Letztlich geht es dabei - wie Can. 1176 — § 2 CIC es treffend formuliert -, immer darum, den Leib des Verstorbenen zu ehren. Der Leib ist wertvoll und nicht nur ein "Vehikel" der Seele.
In den Evangelischen Kirchen ist die Regelung hinsichtlich von
Feuerbestattungen im Prinzip ähnlich, allerdings gab es dort - auch früher - niemals ein allgemeines Verbot von bestimmten Bestattungsformen.

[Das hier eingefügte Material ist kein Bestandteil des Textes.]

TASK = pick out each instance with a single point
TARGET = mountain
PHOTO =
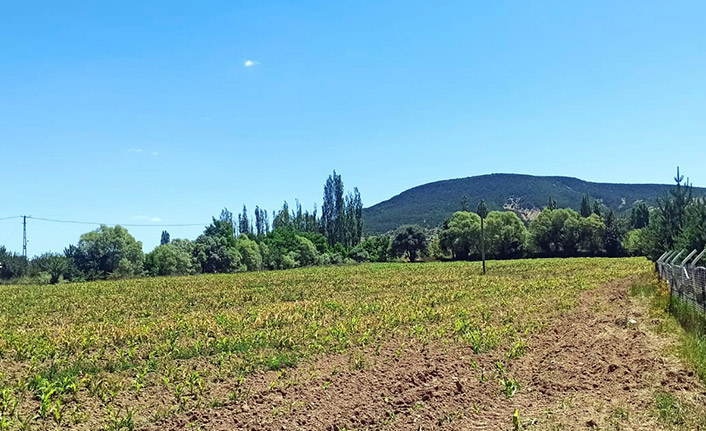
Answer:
(430, 204)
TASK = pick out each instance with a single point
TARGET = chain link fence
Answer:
(685, 272)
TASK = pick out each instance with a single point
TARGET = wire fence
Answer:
(685, 272)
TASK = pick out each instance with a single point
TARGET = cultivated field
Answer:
(395, 346)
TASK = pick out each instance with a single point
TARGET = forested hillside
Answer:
(429, 205)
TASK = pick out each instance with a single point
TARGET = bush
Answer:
(461, 235)
(409, 241)
(214, 254)
(169, 259)
(250, 253)
(637, 242)
(505, 235)
(107, 252)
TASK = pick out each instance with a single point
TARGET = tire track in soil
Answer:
(579, 371)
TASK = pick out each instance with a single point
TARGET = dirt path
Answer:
(589, 369)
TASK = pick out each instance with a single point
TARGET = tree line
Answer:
(297, 237)
(294, 237)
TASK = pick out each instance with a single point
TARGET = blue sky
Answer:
(147, 112)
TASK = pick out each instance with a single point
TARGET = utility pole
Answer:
(24, 236)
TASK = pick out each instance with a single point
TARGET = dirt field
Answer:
(589, 369)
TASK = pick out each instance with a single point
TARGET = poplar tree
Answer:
(483, 213)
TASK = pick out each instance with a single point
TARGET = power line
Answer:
(114, 224)
(9, 218)
(24, 236)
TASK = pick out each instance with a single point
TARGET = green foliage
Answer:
(640, 215)
(170, 259)
(107, 252)
(693, 234)
(554, 232)
(409, 241)
(12, 265)
(429, 205)
(56, 266)
(216, 254)
(372, 249)
(250, 253)
(586, 206)
(679, 221)
(637, 242)
(482, 210)
(590, 235)
(505, 235)
(461, 235)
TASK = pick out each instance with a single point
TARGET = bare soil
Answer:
(589, 369)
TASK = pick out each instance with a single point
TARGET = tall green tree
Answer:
(54, 265)
(551, 203)
(693, 234)
(668, 221)
(505, 235)
(586, 206)
(482, 213)
(244, 227)
(556, 233)
(640, 215)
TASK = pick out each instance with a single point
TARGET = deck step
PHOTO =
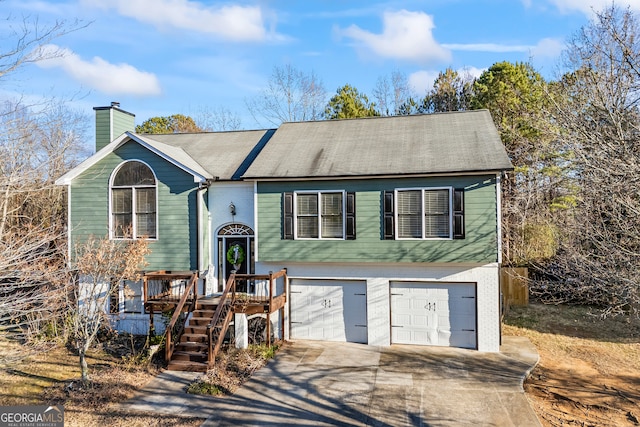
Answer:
(198, 338)
(195, 329)
(185, 365)
(190, 356)
(192, 346)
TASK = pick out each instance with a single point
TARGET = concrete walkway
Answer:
(312, 383)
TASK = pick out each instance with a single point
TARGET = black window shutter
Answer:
(351, 216)
(388, 224)
(287, 216)
(458, 214)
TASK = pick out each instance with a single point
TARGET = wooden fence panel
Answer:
(514, 286)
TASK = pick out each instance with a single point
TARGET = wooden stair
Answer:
(191, 352)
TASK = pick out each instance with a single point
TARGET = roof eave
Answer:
(380, 176)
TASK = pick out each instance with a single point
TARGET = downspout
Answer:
(201, 226)
(69, 224)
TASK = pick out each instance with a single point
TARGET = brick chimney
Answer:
(111, 122)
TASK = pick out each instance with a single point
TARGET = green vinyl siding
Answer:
(478, 246)
(176, 245)
(122, 122)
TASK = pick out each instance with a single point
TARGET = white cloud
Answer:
(547, 48)
(406, 36)
(231, 22)
(588, 6)
(422, 81)
(111, 79)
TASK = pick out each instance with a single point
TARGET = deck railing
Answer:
(217, 328)
(191, 290)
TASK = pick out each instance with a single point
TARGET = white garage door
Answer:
(433, 314)
(328, 310)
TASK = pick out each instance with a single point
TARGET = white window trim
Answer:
(133, 208)
(318, 193)
(422, 190)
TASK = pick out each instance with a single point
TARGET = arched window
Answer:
(133, 202)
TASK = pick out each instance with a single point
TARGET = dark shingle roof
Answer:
(224, 155)
(419, 144)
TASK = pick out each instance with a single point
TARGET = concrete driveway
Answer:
(322, 384)
(312, 383)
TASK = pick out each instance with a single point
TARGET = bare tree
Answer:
(26, 38)
(290, 96)
(217, 119)
(391, 93)
(37, 144)
(101, 265)
(598, 105)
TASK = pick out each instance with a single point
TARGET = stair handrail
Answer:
(214, 347)
(191, 287)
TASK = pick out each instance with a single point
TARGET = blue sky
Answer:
(162, 57)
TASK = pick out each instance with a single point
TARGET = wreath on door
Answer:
(235, 254)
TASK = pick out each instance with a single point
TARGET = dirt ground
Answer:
(588, 375)
(52, 377)
(589, 370)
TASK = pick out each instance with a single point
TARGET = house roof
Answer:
(224, 155)
(444, 143)
(206, 156)
(401, 145)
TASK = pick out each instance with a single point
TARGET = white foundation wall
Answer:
(221, 195)
(378, 277)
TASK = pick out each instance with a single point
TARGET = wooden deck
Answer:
(192, 342)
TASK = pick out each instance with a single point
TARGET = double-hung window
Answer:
(424, 213)
(319, 215)
(133, 202)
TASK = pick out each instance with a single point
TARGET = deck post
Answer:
(242, 330)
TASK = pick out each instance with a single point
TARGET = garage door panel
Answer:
(441, 314)
(328, 310)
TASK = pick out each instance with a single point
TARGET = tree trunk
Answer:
(84, 367)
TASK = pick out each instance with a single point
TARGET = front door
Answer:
(235, 252)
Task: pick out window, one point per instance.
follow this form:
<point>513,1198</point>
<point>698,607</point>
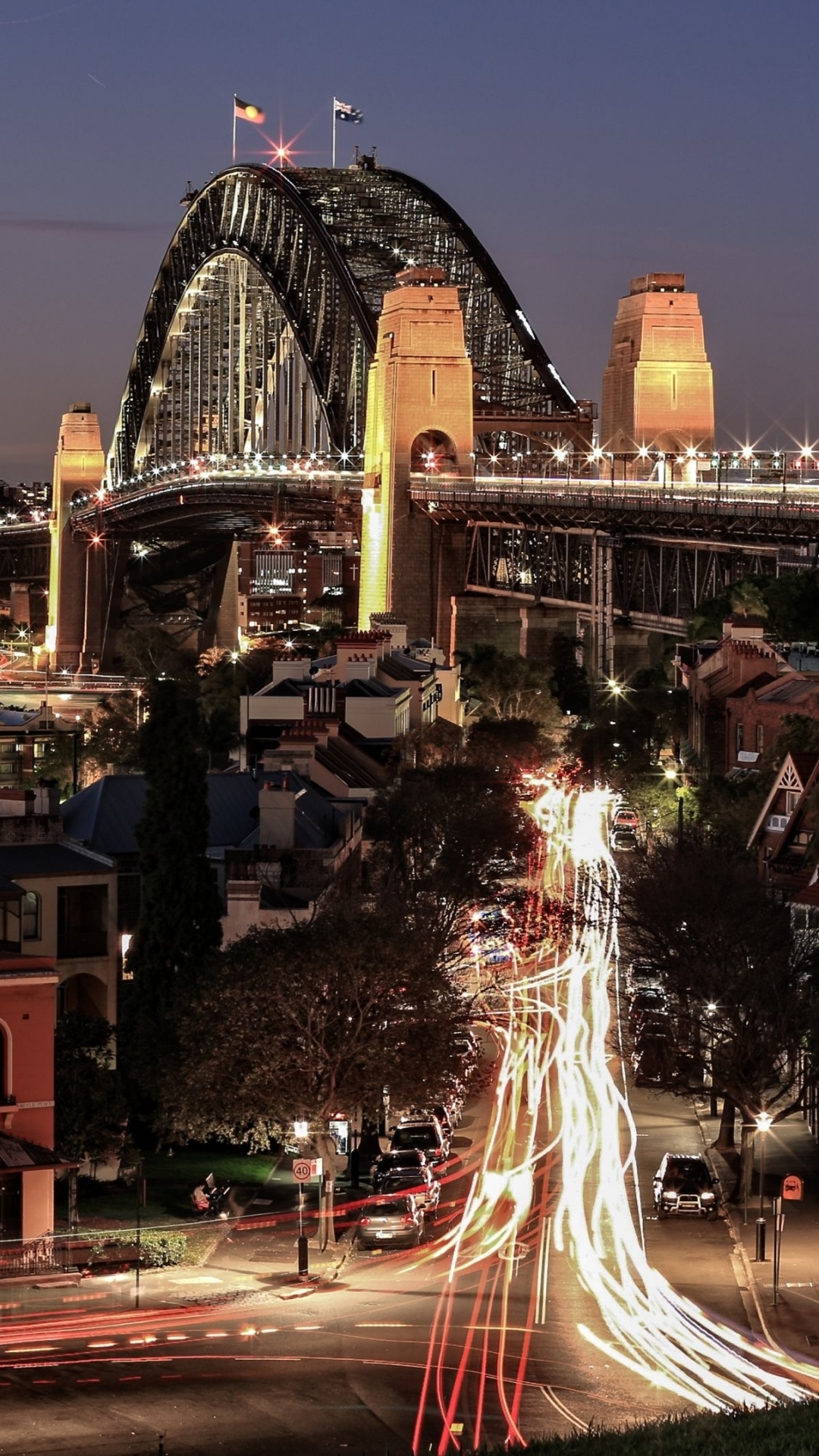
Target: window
<point>31,916</point>
<point>11,922</point>
<point>82,921</point>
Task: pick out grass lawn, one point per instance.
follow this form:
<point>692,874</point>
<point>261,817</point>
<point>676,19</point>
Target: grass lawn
<point>169,1185</point>
<point>790,1430</point>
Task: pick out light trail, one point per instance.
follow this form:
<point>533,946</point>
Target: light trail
<point>557,1024</point>
<point>654,1331</point>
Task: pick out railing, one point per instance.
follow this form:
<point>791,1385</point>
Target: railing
<point>681,501</point>
<point>42,1256</point>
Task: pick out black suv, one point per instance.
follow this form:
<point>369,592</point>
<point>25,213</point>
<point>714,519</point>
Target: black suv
<point>684,1184</point>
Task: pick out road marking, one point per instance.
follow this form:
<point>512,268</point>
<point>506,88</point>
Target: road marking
<point>544,1247</point>
<point>199,1279</point>
<point>28,1350</point>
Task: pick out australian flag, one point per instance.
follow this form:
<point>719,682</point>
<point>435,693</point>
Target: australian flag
<point>344,112</point>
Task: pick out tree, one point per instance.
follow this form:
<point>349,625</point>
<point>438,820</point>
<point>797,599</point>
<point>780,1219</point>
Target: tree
<point>311,1021</point>
<point>509,685</point>
<point>742,993</point>
<point>439,837</point>
<point>91,1109</point>
<point>509,746</point>
<point>111,736</point>
<point>569,680</point>
<point>178,927</point>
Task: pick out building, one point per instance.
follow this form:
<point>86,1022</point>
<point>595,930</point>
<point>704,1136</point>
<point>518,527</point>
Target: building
<point>757,712</point>
<point>297,576</point>
<point>24,740</point>
<point>657,386</point>
<point>318,845</point>
<point>786,827</point>
<point>373,691</point>
<point>717,672</point>
<point>28,1163</point>
<point>69,908</point>
<point>303,845</point>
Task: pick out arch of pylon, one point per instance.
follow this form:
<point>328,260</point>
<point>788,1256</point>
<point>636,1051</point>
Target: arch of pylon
<point>262,318</point>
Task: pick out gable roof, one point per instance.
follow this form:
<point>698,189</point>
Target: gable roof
<point>105,816</point>
<point>798,774</point>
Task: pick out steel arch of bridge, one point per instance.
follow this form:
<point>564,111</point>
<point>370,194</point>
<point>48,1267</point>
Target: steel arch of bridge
<point>327,245</point>
<point>653,582</point>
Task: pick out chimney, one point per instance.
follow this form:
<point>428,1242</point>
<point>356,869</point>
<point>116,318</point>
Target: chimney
<point>278,816</point>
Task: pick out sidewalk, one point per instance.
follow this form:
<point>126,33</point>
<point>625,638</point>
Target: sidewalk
<point>790,1147</point>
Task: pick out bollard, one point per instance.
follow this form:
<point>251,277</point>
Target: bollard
<point>303,1256</point>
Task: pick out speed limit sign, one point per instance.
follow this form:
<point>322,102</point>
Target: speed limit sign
<point>306,1168</point>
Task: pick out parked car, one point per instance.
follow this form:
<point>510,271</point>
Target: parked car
<point>425,1133</point>
<point>397,1222</point>
<point>626,819</point>
<point>651,1062</point>
<point>651,1002</point>
<point>411,1159</point>
<point>420,1183</point>
<point>642,976</point>
<point>686,1184</point>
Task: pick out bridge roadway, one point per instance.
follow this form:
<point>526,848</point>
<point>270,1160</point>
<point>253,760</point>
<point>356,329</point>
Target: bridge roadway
<point>235,495</point>
<point>534,538</point>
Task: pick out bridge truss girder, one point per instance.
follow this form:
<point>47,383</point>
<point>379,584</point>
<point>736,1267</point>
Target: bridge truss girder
<point>293,265</point>
<point>653,582</point>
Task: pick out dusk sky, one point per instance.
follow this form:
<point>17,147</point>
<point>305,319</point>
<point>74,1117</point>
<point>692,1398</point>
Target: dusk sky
<point>583,143</point>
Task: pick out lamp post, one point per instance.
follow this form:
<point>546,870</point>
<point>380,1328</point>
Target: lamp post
<point>672,775</point>
<point>764,1123</point>
<point>710,1012</point>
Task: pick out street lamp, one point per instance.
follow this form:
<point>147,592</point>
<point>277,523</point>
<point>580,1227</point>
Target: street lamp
<point>673,778</point>
<point>764,1123</point>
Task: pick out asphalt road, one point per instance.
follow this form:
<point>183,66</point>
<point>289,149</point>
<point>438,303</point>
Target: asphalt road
<point>479,1337</point>
<point>344,1366</point>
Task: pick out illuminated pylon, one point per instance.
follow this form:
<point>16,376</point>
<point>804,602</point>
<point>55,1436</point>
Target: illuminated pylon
<point>419,424</point>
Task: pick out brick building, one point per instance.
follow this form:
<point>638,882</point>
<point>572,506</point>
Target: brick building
<point>28,986</point>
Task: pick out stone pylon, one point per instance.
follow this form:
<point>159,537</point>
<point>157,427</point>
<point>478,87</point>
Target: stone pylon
<point>420,427</point>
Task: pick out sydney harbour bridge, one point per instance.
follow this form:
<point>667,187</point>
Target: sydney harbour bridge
<point>245,405</point>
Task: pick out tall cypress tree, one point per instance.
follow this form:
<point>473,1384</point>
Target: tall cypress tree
<point>180,913</point>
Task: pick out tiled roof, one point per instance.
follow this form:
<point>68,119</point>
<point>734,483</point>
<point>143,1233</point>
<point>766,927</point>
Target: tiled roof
<point>108,811</point>
<point>20,861</point>
<point>19,1155</point>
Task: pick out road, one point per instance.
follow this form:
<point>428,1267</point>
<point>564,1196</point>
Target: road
<point>535,1308</point>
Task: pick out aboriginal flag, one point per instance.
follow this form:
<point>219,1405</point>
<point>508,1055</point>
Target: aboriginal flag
<point>346,112</point>
<point>246,111</point>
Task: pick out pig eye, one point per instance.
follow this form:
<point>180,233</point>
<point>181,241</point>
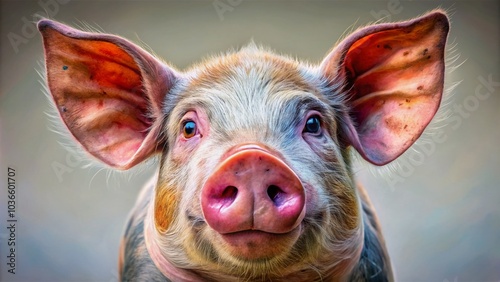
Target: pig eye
<point>189,129</point>
<point>313,125</point>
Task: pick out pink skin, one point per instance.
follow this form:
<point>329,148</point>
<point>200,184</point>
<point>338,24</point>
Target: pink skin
<point>253,196</point>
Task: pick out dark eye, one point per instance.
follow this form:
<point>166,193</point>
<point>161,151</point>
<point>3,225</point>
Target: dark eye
<point>313,125</point>
<point>189,129</point>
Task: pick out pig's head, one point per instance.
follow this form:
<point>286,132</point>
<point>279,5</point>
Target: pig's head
<point>255,177</point>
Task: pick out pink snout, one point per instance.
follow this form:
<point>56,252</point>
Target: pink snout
<point>253,190</point>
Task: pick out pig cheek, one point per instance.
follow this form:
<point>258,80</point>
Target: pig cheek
<point>184,148</point>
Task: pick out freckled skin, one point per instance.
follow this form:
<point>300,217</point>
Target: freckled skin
<point>255,180</point>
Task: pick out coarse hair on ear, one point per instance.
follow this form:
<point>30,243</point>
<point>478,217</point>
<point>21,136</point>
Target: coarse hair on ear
<point>393,77</point>
<point>108,92</point>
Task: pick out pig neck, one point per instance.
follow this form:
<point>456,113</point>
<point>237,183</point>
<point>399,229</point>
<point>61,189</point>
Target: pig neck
<point>164,265</point>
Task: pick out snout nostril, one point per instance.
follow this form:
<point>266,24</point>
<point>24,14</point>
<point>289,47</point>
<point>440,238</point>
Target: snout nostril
<point>275,194</point>
<point>229,194</point>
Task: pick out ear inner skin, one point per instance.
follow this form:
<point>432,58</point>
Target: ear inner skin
<point>393,75</point>
<point>108,91</point>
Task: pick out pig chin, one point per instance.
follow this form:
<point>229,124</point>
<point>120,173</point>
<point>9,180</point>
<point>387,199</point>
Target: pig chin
<point>256,245</point>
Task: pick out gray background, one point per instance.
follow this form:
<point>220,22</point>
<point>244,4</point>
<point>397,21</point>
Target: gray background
<point>439,207</point>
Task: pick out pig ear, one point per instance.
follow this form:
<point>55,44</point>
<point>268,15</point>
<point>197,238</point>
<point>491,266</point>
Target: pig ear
<point>108,91</point>
<point>393,76</point>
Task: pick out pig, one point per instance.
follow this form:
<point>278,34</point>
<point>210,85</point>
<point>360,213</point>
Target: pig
<point>255,149</point>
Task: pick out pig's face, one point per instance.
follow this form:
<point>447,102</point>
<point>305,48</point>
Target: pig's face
<point>256,167</point>
<point>255,178</point>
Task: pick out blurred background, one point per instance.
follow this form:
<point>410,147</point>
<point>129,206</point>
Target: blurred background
<point>439,207</point>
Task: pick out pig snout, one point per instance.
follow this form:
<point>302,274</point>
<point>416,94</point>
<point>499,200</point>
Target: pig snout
<point>252,189</point>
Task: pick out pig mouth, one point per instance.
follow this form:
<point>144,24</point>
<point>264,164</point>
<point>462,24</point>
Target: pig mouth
<point>259,245</point>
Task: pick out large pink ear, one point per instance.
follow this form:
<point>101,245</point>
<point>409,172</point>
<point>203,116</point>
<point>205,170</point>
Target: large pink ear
<point>109,92</point>
<point>393,75</point>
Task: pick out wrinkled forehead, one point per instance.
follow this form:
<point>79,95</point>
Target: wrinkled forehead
<point>251,86</point>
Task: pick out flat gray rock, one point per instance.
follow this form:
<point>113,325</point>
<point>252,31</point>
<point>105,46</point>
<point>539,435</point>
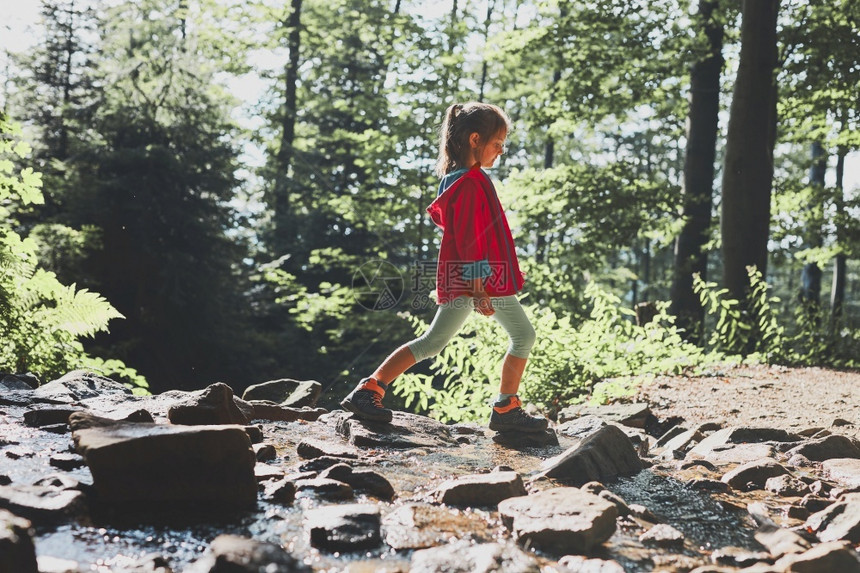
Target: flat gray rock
<point>634,415</point>
<point>561,520</point>
<point>846,471</point>
<point>829,447</point>
<point>606,453</point>
<point>405,431</point>
<point>420,525</point>
<point>480,489</point>
<point>839,521</point>
<point>349,527</point>
<point>42,504</point>
<point>464,557</point>
<point>215,404</point>
<point>17,553</point>
<point>160,463</point>
<point>234,554</point>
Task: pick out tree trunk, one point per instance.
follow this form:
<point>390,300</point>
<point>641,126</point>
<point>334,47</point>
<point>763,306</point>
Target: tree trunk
<point>281,196</point>
<point>748,172</point>
<point>698,183</point>
<point>810,276</point>
<point>837,290</point>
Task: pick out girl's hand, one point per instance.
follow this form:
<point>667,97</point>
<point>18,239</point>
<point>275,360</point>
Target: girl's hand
<point>483,304</point>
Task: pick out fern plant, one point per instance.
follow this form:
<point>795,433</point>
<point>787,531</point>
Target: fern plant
<point>42,320</point>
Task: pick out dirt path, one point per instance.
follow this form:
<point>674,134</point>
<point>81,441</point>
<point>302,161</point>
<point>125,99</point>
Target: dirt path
<point>779,397</point>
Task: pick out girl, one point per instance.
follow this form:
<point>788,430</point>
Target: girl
<point>477,268</point>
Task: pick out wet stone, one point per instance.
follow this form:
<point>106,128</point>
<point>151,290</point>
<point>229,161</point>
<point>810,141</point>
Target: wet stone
<point>40,504</point>
<point>234,554</point>
<point>786,486</point>
<point>17,552</point>
<point>213,405</point>
<point>363,480</point>
<point>839,521</point>
<point>309,449</point>
<point>663,535</point>
<point>464,557</point>
<point>67,462</point>
<point>406,431</point>
<point>753,474</point>
<point>518,440</point>
<point>167,464</point>
<point>326,488</point>
<point>420,525</point>
<point>286,392</point>
<point>560,520</point>
<point>580,564</point>
<point>846,471</point>
<point>480,489</point>
<point>606,453</point>
<point>834,446</point>
<point>351,527</point>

Die Zielrichtung einer Bestattung ist in den evangelischen Kirchen aber ohnehin auch eine etwas andere als in der Katholischen Kirche: Während in der Katholischen Kirche der Verstorbene im Zentrum der Liturgie steht, sind es in den evangelischen Kirchen die Angehörigen und Hinterbliebenen. Sie sollen getröstet werden, Abschied nehmen können und den Rückhalt der Gemeinde spüren. Der Tote dagegen hat von seiner Bestattung nichts mehr und es werden (anders als in der Katholischen Kirche, vgl. Can. 1176 — § 2 CIC) daher auch keine Gebete o. ä. für den Verstorbenen gesprochen (da ihm auch das nichts mehr hilft), sondern vielmehr für die Angehörigen und Hinterbliebenen gebetet.
Sofern keine entsprechende Willensäußerung des Verstorbenen vorliegt, entscheiden daher die Angehörigen in den evangelischen Kirchen über die Art der Bestattung. Denn letztlich geht es um sie und ihren würdigen Abschied vom Verstorbenen. Die evangelischen Kirchen mischen sich da allenfalls bei offensichtlichen Missbrauch ein.
Im Ergebnis ist daher festzustellen, dass heute in allen großen christlichen Kirchen in Deutschland (faktisch) Wahlfreiheit zwischen Erdbestattung und Feuerbestattung besteht.